The focus of dark sources, as the focus of light sources, has been shifting in recent years, according to new research.
“The main reason has been that the focus on light has been declining,” says Matthew Hsu, professor of applied mathematics and statistics at the University of Washington in Seattle, who was not involved in the research.
Hsu’s research is the first to quantify the shift in focus, focusing on light sources that have become less visible to the naked eye, such as LEDs and laser lights.
In the past, it was common to think of light as a continuous stream of photons passing through an opaque material like glass or a film.
But with the advent of the digital camera, cameras have also become more capable at capturing light and capturing more of it.
“Light is the same thing as energy, so we need to understand the physics of light,” Hsu says.
HSU’s research shows that even the simplest light sources are capable of producing an effect called phase shift, which is the shift between two different wavelengths of light.
For instance, when a light beam passes through a film of paper or a glass, it creates a different pattern of wavelengths.
Hsus researchers looked at the brightness of light from different light sources and found that the brightest light from LED lights produces phase shift at wavelengths as low as 400 nanometers (nm).
This is roughly the wavelength of a single human hair, which can be found in the wavelength range of 300 nanometers to about 1,200 nm.

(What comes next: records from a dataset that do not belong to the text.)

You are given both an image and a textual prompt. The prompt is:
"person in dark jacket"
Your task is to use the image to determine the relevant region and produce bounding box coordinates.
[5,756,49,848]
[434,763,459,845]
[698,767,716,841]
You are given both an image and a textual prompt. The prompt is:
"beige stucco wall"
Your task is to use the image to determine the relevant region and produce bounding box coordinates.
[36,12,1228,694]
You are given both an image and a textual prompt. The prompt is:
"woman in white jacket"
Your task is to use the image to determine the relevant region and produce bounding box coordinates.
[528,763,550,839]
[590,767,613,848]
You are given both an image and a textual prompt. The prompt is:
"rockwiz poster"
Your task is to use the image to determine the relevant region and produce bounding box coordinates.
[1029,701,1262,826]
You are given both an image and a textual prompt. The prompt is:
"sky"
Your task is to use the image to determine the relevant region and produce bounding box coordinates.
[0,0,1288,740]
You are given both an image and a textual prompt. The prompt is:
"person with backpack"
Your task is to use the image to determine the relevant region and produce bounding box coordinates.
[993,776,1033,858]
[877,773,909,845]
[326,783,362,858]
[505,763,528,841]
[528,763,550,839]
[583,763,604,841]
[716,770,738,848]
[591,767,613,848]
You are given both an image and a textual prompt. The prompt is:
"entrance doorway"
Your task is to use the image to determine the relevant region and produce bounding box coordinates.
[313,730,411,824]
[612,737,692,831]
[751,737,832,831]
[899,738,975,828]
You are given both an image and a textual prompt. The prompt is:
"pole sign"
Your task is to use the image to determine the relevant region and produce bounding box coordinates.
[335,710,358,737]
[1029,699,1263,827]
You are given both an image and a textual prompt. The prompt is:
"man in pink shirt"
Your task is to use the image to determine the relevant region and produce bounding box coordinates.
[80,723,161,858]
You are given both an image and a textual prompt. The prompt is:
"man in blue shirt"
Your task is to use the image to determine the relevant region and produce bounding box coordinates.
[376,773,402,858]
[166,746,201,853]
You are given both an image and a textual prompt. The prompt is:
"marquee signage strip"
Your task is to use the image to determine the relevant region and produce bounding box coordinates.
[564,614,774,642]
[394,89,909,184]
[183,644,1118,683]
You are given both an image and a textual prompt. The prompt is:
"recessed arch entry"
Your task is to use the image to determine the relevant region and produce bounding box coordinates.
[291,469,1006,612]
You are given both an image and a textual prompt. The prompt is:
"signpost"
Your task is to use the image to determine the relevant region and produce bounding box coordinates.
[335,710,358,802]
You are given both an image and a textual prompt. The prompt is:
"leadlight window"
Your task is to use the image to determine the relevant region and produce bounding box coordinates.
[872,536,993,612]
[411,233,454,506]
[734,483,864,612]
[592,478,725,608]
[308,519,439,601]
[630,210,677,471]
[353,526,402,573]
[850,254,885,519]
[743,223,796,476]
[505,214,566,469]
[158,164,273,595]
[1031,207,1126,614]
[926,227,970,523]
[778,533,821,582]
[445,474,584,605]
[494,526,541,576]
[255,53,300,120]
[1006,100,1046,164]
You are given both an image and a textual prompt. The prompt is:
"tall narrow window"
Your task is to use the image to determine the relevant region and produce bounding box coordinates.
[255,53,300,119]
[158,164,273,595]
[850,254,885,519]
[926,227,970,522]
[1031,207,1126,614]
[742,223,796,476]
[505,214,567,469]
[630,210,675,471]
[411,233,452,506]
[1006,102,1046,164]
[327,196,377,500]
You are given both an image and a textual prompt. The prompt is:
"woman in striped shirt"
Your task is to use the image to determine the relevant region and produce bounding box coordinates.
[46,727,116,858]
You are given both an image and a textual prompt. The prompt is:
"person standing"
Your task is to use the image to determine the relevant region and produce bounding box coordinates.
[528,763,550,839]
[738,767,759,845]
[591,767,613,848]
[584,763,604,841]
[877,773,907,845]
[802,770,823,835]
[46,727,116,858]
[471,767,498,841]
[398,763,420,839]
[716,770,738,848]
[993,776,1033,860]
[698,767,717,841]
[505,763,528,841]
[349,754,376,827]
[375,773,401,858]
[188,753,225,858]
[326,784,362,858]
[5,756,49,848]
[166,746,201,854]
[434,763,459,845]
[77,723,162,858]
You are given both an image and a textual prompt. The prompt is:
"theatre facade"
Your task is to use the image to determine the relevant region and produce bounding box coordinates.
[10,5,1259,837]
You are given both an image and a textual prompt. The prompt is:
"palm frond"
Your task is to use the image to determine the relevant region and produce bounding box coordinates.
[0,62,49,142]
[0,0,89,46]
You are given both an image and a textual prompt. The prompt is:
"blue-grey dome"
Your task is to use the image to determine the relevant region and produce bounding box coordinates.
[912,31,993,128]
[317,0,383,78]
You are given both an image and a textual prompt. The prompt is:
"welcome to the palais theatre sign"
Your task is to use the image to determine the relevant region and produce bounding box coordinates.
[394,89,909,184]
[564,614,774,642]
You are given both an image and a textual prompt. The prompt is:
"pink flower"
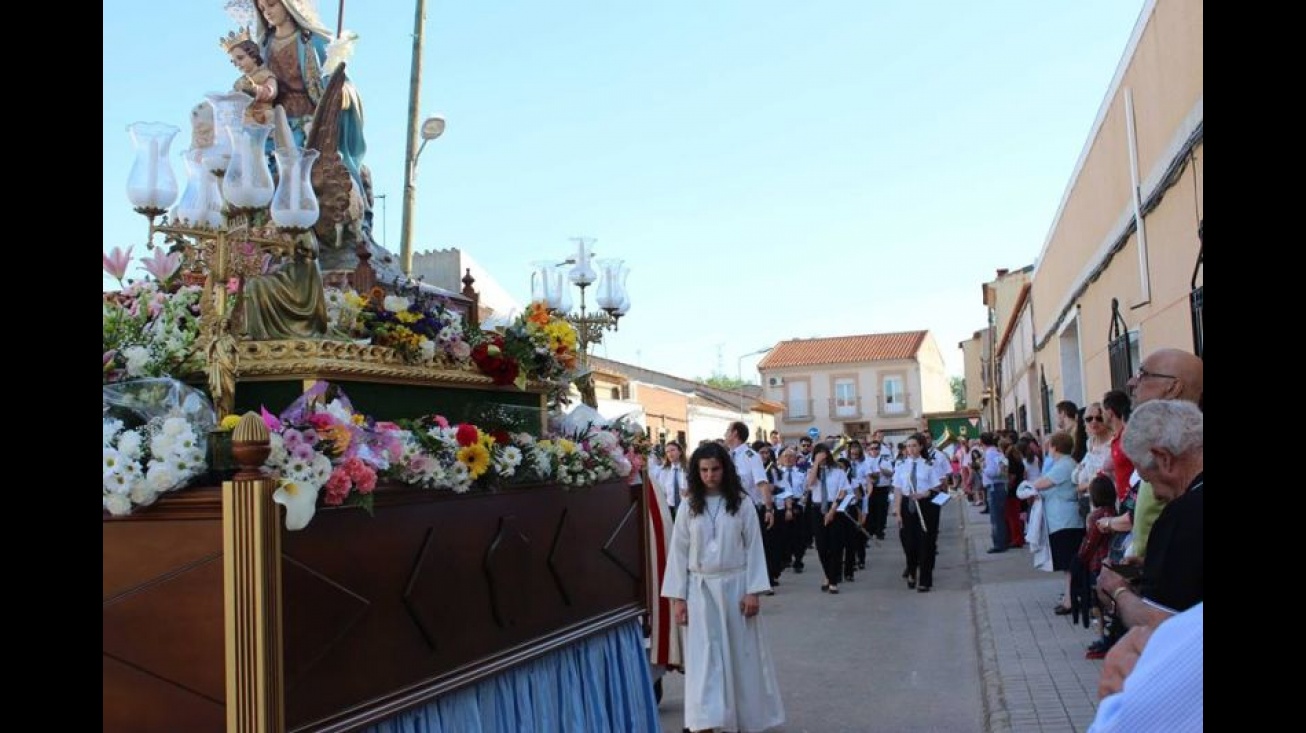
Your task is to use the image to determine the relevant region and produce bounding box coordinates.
[103,247,135,280]
[141,247,182,282]
[259,405,281,432]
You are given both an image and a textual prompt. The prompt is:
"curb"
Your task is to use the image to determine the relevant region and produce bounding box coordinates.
[961,496,1011,733]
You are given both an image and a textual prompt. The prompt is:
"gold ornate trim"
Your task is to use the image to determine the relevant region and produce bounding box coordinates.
[222,478,286,733]
[236,340,549,393]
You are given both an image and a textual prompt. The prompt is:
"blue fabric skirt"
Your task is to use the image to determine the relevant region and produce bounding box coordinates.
[367,621,660,733]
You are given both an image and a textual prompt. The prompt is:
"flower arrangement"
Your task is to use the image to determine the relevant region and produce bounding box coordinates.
[102,260,202,384]
[263,382,402,529]
[339,281,471,366]
[102,379,213,516]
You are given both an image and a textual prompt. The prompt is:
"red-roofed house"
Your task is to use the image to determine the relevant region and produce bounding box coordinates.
[757,331,953,443]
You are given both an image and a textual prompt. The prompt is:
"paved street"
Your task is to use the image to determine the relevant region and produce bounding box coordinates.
[661,500,1101,733]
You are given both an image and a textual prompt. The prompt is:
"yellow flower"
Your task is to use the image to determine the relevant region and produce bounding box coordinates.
[458,443,490,480]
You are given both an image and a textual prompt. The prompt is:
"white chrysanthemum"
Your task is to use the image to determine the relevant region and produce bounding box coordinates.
[418,338,435,362]
[103,448,125,477]
[123,346,150,376]
[118,430,141,463]
[144,461,182,491]
[104,494,132,516]
[264,432,286,468]
[311,453,332,486]
[128,482,162,507]
[104,418,123,448]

In fact, the wavelength that makes the best use of LED light is about 600 nm, or about a half-millionth of a wavelength, and the wavelength shift is much more powerful than that.
The researchers also found that these light sources also produce phase shifts at much higher wavelengths, about 3,000 nm, which make them more useful as light sources for low-power lasers.
“They make light beams very fast, so they are also very easy to use,” says Hsu.
Huanqiu Tang, an assistant professor of electrical engineering at the Massachusetts Institute of Technology in Cambridge, has studied LED light sources before.
He has shown that the brightness changes from different sources can be useful for identifying the source.
Tang says phase shift is important because it gives a more precise idea of what the source is made of.
“In this case, it is not just a matter of what material is being reflected,” he says.
“It is also important to know the nature of the light, the direction of the radiation, and how the light is absorbed.”
The researchers found that LED light could be used to measure the distance between a light source and a material.
In a recent paper, Tang and Hsu analyzed the spectral signatures of different types of LEDs, including LED bulbs, LED displays, and LEDs that emit light from two sources simultaneously.
They found that when the intensity of the LED light changes, the spectral signature changes as well.
The authors found that light emitted from a single LED can be used for phase shifting, while the light emitted by multiple LEDs can be a good measure of distance.
In other words, the light from multiple LEDs will produce phase shift even when there is no source.
The study also found a strong correlation between the brightness and phase shift of different LED lights.
For example, when the brightness is high, the phase shift becomes less intense as the distance increases.
This is consistent with a theory of quantum optics, in which light waves that travel through a medium have an intrinsic shape, known as the curvature of space, that determines the speed at which light travels.
“When the curvatures are large, it can affect the way light moves through a material,” Tang says.
The findings were published today in the journal Optics Letters.
The team also discovered that the intensity changes with distance, so that the light with higher intensity has more phase shift.
“We are trying to understand how the quantum properties of light can be controlled,” Hsuses says.
For more about the research, check out this video by the National Science Foundation.
Hsin Chen, a research fellow at the National Center for Atmospheric Research, led the study.
Chen has studied optical effects such as optical phase shift for a decade.
In 2010, he and his team published a paper in the Proceedings of the National Academy of Sciences that showed that the quantum effects of light caused by photons could have important implications for the development of low-cost and efficient light-emitting devices.
“These optical effects can have important applications in quantum information technology,” Chen says.